Generally, all goods imported into the UK are subject to the UK Global Tariff (UKGT). A tariff is a tax or duty imposed by one country’s government on goods and services imported from another country.

The tariff makes imported goods and services more expensive to buy because the importers have to recoup the tax and duty paid.

Protect local businesses by giving them a better chance to compete in the industry. They can charge a lower price to increase demand. Imported goods and services become more expensive
Protect domestic manufacturers and employ local people Importers may stop importing if demand is low because they have to charge expensive price tags, which leads to loss of income for the government.
More money for the government through collecting import taxes and duties.

No Tariff to pay

There are situations where the UK global Tariff does not apply to your imported goods.

Free Trade agreement

You are importing goods from a country that has a trade agreement with the UK. For example, The UK has already signed a free trade agreement with Japan on 23 October 2020. You can read more about the UK-Japan Comprehensive Economic Partnership Agreement (CEPA) on GOV.UK website.

Tariff Suspension

The UK helps businesses to remain competitive in the global market by suspending import duties on certain goods. Usually, these goods are used in domestic production. For example, The Uk suspends all tariffs on a group of medical items critical in the response to COVID-19 on 1 January 2021. The suspension is for 12 months on all goods listed by the World Health Organisation (WHO) as critical goods would have 0% duty.

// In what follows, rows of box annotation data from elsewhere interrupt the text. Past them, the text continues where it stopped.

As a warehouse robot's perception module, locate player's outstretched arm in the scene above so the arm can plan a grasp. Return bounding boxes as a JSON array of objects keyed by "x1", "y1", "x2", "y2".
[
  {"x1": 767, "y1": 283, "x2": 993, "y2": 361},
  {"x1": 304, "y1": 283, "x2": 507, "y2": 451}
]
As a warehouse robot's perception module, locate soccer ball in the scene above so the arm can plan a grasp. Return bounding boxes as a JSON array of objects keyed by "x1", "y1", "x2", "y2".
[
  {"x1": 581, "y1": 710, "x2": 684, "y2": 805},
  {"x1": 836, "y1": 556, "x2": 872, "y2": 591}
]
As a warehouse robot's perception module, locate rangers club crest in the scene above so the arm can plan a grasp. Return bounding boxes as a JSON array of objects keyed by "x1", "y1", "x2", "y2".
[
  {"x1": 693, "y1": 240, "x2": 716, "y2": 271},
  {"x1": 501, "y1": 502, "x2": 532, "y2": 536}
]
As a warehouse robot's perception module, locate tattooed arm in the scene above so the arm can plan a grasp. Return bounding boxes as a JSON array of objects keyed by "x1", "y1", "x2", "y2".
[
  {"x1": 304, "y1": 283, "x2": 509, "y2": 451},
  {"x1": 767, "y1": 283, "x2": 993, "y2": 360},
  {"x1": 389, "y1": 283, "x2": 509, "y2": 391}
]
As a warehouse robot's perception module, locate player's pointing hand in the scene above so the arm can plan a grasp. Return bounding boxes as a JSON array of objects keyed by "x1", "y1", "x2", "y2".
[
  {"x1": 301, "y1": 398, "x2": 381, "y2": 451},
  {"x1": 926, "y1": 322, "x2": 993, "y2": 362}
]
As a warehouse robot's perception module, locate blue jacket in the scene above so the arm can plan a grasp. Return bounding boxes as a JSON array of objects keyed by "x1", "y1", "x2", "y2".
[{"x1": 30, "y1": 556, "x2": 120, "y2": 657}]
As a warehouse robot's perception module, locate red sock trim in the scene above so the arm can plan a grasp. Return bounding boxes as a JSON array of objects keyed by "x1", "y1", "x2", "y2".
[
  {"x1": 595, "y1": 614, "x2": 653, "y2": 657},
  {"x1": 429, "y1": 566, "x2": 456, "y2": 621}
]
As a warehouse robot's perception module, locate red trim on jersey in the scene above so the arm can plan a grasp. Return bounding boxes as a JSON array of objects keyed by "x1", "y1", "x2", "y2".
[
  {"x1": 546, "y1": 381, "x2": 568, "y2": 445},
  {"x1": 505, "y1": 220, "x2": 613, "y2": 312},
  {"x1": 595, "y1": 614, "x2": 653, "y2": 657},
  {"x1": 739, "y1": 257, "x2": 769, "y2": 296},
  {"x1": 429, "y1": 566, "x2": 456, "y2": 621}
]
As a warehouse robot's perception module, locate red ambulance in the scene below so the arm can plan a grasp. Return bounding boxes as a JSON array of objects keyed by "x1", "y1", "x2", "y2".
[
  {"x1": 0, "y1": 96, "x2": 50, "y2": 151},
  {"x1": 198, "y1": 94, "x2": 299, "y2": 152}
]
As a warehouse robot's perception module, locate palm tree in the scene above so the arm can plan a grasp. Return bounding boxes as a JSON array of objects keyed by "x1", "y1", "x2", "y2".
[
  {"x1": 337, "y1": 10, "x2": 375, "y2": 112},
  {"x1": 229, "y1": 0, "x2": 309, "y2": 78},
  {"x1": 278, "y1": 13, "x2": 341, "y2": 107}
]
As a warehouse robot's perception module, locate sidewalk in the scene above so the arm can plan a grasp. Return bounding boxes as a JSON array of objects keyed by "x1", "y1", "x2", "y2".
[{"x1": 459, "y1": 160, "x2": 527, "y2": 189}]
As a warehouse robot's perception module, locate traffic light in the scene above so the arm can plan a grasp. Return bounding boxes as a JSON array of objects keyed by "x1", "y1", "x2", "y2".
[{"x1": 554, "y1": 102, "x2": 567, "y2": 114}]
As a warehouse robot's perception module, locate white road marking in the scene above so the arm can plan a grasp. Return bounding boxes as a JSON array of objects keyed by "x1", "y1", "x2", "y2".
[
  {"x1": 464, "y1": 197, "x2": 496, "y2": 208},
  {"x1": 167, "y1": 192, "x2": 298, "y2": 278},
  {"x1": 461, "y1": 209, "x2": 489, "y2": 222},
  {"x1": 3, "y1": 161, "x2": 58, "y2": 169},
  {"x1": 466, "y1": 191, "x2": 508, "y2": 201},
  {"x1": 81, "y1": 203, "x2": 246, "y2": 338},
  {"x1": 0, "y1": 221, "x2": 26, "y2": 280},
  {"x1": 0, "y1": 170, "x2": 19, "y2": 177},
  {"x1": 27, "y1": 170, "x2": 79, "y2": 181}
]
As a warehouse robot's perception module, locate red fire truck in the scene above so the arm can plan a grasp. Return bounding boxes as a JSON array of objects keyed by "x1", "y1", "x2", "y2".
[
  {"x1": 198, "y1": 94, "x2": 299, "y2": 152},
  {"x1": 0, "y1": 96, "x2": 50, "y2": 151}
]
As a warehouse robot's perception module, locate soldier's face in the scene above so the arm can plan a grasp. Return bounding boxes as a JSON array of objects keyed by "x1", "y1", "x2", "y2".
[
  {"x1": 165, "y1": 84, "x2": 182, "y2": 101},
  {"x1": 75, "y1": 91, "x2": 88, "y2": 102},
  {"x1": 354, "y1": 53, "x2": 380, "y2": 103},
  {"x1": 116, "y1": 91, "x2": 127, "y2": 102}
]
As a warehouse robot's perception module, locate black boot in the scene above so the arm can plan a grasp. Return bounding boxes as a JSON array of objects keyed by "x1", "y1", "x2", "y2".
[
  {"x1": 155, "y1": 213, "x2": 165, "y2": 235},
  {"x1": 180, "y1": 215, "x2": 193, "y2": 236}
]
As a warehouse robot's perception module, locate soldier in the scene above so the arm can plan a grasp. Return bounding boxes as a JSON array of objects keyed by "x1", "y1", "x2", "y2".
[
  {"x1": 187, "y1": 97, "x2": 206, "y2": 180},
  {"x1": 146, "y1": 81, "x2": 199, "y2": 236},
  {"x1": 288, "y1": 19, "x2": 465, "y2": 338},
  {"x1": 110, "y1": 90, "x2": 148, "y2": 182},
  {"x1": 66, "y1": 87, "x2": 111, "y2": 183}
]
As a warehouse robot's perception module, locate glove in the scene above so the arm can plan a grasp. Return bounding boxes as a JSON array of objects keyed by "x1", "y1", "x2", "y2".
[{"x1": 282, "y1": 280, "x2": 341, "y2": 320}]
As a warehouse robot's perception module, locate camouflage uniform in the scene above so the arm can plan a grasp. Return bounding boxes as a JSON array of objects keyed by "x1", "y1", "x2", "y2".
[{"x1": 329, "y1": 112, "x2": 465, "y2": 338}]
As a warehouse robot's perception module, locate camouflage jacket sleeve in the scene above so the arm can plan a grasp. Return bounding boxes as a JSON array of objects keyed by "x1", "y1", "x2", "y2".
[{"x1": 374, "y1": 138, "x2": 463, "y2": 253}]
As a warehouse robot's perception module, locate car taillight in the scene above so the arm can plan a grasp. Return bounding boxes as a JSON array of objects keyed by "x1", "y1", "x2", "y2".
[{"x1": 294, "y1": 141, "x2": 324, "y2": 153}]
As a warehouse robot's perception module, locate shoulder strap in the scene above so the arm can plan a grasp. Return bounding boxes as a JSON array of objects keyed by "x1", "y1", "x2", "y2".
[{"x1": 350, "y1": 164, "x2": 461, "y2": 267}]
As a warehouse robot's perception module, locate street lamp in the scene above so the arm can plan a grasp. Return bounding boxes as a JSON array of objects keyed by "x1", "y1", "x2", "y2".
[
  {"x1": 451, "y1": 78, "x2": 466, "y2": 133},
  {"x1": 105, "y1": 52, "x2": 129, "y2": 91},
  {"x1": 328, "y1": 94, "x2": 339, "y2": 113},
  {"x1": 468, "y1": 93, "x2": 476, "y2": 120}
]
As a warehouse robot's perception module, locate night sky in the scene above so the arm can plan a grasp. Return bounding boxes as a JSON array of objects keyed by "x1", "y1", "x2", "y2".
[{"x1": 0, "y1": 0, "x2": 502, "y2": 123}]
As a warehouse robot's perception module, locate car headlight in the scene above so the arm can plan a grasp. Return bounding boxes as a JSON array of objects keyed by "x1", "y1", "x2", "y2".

For example, surgical gloves under the commodity code of 40151100 are 0% duty.

Imports from country under the UK Generalized Scheme of Preferences

The UK reduces or removes import tariffs on imports from developing countries classified by either the United Nations (UN) or the World Bank as low-income and lower-middle income countries. For example, The UN classified Madagascar as the least developed country. Imports from Madagascar have quota-free access and nil rates of import duty.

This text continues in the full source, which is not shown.